The 3,300 sq ft layout at Fab Luxe accommodates this. The formal dining is separable from the family living. The study is separable from both. The service entrance is separate from the main entrance. Staff movement is invisible to the guest. This is not glamour. It is operational grace, which is what makes a home a host.

Scene Six

The overnight stay

Family visits longer than a weekend are the most common domestic event, and the most under-discussed. The parents of the host couple arriving for three weeks. The cousin and her family for a week. The college friend's group for a monsoon reunion. A 3,300 sq ft four-bedroom at Fab Luxe can host two such stays simultaneously in the main apartment. For longer or larger stays, the clubhouse guest suites are available. The apartment does not have to be a hotel. The building already is one, quietly, on its ground and podium floors.

The host's home

Entertaining at home is not, in the end, about square footage. It is about the arrangement of the square footage with the building around it. A 3,300 sq ft apartment at Fab Luxe is a host's home because the building is a co-host. The clubhouse is a dining room. The gardens are a lawn. The concierge is a staff. The Amphitheatre is a stage. The security gate is a foyer.

This is why the question — can we host? — has a confident answer. The apartment can, because it is not alone. It is part of a thirteen-acre, sixty-four-amenity, professionally managed residential system that is, from the buyer's point of view, the largest entertaining infrastructure you will ever have access to without running a hotel.

Scene Seven

The small Sunday lunch

The undercover star of the entertaining calendar is the small Sunday lunch. Four to six adults, two or three children. No occasion. Just food. This is the event that a standalone house over-engineers and a well-designed apartment does without ceremony. At Fab Luxe, the 3,300 sq ft layout accommodates the Sunday lunch as its natural mode — the dining table seats eight comfortably, the kitchen can produce a three-course meal without a caterer, the balcony opens for post-meal tea.

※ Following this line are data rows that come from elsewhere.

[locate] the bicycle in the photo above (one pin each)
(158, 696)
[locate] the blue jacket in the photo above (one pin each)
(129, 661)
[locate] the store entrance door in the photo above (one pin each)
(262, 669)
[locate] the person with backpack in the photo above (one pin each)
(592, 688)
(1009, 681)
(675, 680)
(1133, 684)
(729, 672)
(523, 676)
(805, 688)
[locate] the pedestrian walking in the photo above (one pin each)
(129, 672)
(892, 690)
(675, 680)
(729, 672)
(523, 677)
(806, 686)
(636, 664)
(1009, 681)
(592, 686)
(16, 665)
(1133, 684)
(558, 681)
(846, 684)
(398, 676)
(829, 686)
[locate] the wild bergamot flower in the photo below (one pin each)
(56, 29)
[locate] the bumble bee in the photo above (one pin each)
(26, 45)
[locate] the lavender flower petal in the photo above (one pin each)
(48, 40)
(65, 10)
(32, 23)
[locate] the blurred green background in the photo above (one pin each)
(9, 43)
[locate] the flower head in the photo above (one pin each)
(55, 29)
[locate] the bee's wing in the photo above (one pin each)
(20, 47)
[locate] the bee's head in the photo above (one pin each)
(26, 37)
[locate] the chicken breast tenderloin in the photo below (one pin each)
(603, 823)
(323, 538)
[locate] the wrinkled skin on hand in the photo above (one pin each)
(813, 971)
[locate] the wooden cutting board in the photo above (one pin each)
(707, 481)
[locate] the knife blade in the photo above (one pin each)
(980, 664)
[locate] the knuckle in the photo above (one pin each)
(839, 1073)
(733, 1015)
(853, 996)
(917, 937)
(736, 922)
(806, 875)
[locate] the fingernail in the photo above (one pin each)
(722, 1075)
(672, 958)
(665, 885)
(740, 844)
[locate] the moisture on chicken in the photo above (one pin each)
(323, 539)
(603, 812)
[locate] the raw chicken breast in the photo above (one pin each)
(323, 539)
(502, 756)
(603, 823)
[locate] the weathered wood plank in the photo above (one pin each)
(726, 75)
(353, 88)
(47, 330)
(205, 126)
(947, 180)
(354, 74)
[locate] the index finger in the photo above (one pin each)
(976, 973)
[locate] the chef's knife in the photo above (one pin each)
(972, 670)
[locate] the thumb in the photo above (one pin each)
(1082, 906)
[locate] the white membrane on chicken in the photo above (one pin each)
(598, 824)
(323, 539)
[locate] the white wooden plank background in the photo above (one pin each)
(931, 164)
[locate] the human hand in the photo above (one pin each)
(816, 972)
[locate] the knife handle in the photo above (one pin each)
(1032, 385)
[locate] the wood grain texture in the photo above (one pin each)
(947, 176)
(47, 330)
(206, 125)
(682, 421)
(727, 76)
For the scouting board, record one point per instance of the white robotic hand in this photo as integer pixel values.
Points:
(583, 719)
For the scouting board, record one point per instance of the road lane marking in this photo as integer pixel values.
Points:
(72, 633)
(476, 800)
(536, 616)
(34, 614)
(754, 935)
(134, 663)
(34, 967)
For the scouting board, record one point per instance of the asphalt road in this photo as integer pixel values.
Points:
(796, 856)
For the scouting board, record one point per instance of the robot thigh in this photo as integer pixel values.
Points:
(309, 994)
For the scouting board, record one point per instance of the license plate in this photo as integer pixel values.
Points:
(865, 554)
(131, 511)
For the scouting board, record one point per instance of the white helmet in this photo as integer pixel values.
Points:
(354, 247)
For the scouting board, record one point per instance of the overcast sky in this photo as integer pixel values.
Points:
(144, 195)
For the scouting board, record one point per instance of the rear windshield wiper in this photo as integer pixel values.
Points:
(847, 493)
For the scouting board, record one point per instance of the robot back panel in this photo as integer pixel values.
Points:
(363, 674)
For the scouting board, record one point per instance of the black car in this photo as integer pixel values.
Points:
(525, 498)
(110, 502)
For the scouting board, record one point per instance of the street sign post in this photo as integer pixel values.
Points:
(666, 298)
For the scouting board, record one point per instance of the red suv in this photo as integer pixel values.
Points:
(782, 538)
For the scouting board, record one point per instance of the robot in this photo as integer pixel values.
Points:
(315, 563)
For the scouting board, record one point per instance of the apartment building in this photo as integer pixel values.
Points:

What makes this lunch work is not square footage. It is the ease with which guests arrive. The visitor parking is signposted. The lobby is attended. The lift opens onto a clean, lit landing. The doorbell, at the 32nd floor, rings with the confidence of a hotel suite. None of this is glamorous. All of it is what turns a Sunday lunch into a Sunday lunch rather than a logistics project.

Across a year, a family at Fab Luxe will host perhaps thirty such lunches. The cumulative effect is a social life that is unhurried — that does not feel like a series of events requiring preparation, but like a rhythm that the building makes easy. This is, in the end, what the apartment is actually selling. Not entertainment capacity. Entertainment casualness.